The software bug allowed the hacker to move 3.6 million Ethereum within hours. At the time of the hack, the amount of Ethereum was worth around $70 million, and by current market prices, the theft would be for more than $742 million.

Ethereum Hard Fork- Why it was Needed?

So why was a hard fork the only good solution for saving the lost Ethereum and going back to normal? Well, the Ethereum network did not support a soft fork, due to another bug in the software. And so a hard fork, or splitting off one part of the blockchain, was voted. The valid blockchain would deny the DAO hack transaction, thus returning the tokens and Ethereum to the investors.

In a hard fork, two working versions of the blockchain remain, and it is up to miners and supporters to run either version.

The Ethereum blockchain split at block number 1,920,000, more than a year ago today- on July 20th, 2016. At that point, the market price of Ethereum hovered between $10 and $13.

The matter was put up for a vote, and 89% of Ethereum blockchain members voted in favor of the hard fork and a return of funds. The rest of the community split off to support the old, immutable chain and thus Ethereum Classic showed up as an alternative coin.

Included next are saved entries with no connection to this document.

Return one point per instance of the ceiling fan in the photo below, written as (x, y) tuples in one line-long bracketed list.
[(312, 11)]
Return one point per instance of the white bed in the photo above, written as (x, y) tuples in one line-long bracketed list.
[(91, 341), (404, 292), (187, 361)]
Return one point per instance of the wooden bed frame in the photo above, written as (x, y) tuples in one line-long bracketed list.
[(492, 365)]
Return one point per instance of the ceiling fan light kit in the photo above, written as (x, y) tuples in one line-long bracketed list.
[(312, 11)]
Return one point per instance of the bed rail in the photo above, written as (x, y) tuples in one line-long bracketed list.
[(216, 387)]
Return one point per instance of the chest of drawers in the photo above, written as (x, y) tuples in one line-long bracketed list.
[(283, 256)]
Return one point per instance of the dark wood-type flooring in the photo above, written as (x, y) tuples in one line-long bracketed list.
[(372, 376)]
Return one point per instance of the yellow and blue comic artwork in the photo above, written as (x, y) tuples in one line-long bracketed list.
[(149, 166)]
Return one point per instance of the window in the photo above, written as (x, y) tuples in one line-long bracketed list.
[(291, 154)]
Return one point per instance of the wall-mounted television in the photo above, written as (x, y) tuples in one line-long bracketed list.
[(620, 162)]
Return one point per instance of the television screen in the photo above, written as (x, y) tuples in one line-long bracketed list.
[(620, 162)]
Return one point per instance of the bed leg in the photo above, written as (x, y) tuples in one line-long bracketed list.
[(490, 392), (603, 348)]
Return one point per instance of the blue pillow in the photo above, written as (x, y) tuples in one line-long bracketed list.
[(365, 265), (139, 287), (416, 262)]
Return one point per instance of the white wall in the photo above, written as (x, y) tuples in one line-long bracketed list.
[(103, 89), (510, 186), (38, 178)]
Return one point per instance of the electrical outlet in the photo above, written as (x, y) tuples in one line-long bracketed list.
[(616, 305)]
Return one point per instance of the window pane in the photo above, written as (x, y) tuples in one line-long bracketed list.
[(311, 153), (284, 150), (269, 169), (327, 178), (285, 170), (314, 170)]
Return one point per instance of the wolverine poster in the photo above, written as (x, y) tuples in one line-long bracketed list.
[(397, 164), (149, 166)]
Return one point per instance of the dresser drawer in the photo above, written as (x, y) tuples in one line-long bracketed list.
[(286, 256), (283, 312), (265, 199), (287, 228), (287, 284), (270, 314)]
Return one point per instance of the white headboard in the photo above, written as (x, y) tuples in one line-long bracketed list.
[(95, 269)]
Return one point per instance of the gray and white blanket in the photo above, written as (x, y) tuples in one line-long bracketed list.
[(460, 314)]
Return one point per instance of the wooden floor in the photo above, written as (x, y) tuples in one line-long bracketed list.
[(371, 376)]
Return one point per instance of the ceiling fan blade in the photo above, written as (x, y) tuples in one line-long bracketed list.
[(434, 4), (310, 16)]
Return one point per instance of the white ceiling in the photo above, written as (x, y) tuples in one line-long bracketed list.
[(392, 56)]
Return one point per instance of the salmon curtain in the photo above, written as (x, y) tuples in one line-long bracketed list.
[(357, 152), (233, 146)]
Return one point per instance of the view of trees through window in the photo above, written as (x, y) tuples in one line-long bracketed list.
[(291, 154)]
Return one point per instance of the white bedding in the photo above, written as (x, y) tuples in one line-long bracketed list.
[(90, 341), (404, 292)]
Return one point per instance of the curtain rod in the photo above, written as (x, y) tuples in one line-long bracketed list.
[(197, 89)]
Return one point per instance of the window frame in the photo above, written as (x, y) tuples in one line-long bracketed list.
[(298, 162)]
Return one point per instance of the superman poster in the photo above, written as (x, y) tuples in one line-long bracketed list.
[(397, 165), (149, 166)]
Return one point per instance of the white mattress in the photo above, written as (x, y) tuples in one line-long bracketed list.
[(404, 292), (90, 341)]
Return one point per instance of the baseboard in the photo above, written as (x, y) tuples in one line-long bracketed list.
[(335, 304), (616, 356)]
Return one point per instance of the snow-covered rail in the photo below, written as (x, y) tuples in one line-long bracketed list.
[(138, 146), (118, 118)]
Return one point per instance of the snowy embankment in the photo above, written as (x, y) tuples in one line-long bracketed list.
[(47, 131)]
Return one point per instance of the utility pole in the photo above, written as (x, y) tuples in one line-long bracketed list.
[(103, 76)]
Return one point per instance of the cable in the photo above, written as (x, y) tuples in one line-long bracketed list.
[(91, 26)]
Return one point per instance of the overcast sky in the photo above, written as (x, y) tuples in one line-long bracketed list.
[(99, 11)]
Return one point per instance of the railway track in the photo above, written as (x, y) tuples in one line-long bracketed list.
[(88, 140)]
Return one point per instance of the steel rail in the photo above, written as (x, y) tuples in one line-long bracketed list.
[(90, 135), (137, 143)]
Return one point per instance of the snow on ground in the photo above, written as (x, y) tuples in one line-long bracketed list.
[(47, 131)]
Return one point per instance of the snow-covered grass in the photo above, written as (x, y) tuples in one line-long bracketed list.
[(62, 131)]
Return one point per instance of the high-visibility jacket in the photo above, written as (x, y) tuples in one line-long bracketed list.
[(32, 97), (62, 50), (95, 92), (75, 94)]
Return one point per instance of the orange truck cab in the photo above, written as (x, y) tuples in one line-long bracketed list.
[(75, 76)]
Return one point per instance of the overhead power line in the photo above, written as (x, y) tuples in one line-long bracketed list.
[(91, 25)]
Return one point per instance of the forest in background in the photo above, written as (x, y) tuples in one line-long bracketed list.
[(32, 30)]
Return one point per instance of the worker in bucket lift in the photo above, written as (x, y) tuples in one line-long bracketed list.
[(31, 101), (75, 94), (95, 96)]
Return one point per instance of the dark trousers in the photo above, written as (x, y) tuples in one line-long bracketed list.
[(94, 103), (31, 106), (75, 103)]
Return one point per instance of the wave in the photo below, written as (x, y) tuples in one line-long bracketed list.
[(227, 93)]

DAO Attack Good for Ethereum?

The DAO attack shook up the Ethereum community for a while, but only a year went by to show that in the end, the debacle did little to stop the expansion of the platform. Ethereum logged a 5000% rise in market prices since the beginning of 2017. Ethereum turned out to be anti-fragile, a system that benefited from chaos and became stronger instead of breaking.

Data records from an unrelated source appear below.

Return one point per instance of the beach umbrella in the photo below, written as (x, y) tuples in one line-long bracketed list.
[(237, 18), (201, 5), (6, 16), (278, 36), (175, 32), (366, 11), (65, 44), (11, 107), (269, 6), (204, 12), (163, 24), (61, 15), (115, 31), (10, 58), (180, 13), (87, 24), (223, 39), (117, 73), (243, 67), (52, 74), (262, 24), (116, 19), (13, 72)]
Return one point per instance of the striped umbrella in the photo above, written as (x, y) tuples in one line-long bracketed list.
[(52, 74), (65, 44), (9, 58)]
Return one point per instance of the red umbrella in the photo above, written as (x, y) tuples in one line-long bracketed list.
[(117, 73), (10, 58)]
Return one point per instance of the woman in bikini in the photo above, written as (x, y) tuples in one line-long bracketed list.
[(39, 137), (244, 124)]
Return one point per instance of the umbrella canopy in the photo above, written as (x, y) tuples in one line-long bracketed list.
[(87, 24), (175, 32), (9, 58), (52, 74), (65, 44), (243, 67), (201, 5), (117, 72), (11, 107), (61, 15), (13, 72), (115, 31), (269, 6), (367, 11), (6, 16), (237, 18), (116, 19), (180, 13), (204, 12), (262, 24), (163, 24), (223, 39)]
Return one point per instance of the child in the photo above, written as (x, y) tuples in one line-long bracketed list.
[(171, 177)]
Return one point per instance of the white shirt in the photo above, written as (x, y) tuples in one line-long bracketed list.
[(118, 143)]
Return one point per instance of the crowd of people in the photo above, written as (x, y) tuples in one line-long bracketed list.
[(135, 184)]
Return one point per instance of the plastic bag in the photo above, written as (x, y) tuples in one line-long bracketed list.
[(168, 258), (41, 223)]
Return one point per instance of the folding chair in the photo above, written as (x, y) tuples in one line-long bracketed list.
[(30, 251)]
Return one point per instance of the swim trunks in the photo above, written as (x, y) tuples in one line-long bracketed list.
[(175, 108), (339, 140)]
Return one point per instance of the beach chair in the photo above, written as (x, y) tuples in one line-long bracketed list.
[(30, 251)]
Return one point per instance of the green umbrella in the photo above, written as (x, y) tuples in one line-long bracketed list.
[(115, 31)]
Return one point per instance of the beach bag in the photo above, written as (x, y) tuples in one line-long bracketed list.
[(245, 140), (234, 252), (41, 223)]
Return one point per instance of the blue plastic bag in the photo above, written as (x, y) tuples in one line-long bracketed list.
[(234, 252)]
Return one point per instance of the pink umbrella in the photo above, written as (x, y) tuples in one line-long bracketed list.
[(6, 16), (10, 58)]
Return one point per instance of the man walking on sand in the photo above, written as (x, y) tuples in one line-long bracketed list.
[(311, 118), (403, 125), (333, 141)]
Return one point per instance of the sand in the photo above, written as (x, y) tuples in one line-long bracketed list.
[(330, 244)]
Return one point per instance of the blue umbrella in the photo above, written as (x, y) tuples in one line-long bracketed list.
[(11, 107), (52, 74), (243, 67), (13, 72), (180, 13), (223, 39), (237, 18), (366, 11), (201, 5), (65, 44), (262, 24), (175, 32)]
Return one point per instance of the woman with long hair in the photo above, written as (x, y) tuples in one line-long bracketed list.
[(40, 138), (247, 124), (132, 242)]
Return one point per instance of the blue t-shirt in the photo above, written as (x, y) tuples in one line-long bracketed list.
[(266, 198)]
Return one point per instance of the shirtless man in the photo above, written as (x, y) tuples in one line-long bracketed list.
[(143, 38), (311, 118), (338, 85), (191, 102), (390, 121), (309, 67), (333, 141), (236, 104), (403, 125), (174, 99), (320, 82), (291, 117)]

At the same time, Ethereum Classic remains underappreciated. Its market price remained stagnant for the past months, and few projects utilize the blockchain, although it offers the same technological capabilities as the "official" Ethereum network.

Ethereum remains, but the DAO tokens and the project are no more. At the end of 2016, Poloniex and Kraken, the leading cryptocoin exchanges, stopped trading the DAO tokens.

Ethereum and ICO

Even after the DAO debacle, interest in the Ethereum project remains robust. New coins continue to appear based on the Ethereum blockchain and have a marked effect on the trading volume of Ethereum.

An ongoing ICO of the DAO Casino tokens suffered a similar attack due to a problem in Parity Multi-Sig wallets. Currently, investors should not put new Ethereum funds in exchange for the coin. But the ICO is listed as ongoing, and there are expectations the new cryptocoin would trade on at least one cryptocurrency exchange. For now, a lot of ICO offerings remain speculative, and yet users send in Ethereum for new coins, expecting a potential price spike and a payout.

WARNING: Parity multi-sig wallets underwent a hacking on July 19th, 2017. Regular Parity wallets are still safe, to the best of our knowledge. Users must be aware that not all wallets offer the same security and diversify their holdings of Ethereum.

The security break affects Parity wallets of version 1.5 or higher.

A hacked diverted more than $31 million's worth of funds from Parity multi-sig wallets or around 153,000 Ethereum.

Why Hard Forks Look Scary

As investors have seen over the years, some form of forking has happened both on the Bitcoin and Ethereum blockchains- and while there was some confusion, disaster did not strike. Litecoin passed the test with less hassle, as a consensus was reached to deploy SegWit and no fork was needed. But in the end, the cryptocurrencies managed to keep their price, investors kept their confidence, and market prices rose on upward pressure and an inflow of funds.

For Bitcoin, an upcoming hard fork decision put some pressure on the markets leading up to August 2017 and the possibility of a hard fork. Trading volumes were suddenly low, below $1 billion, awaiting the event. The problem is the changes are happening on a live network, while transactions are running, and no one can predict all the side effects accurately.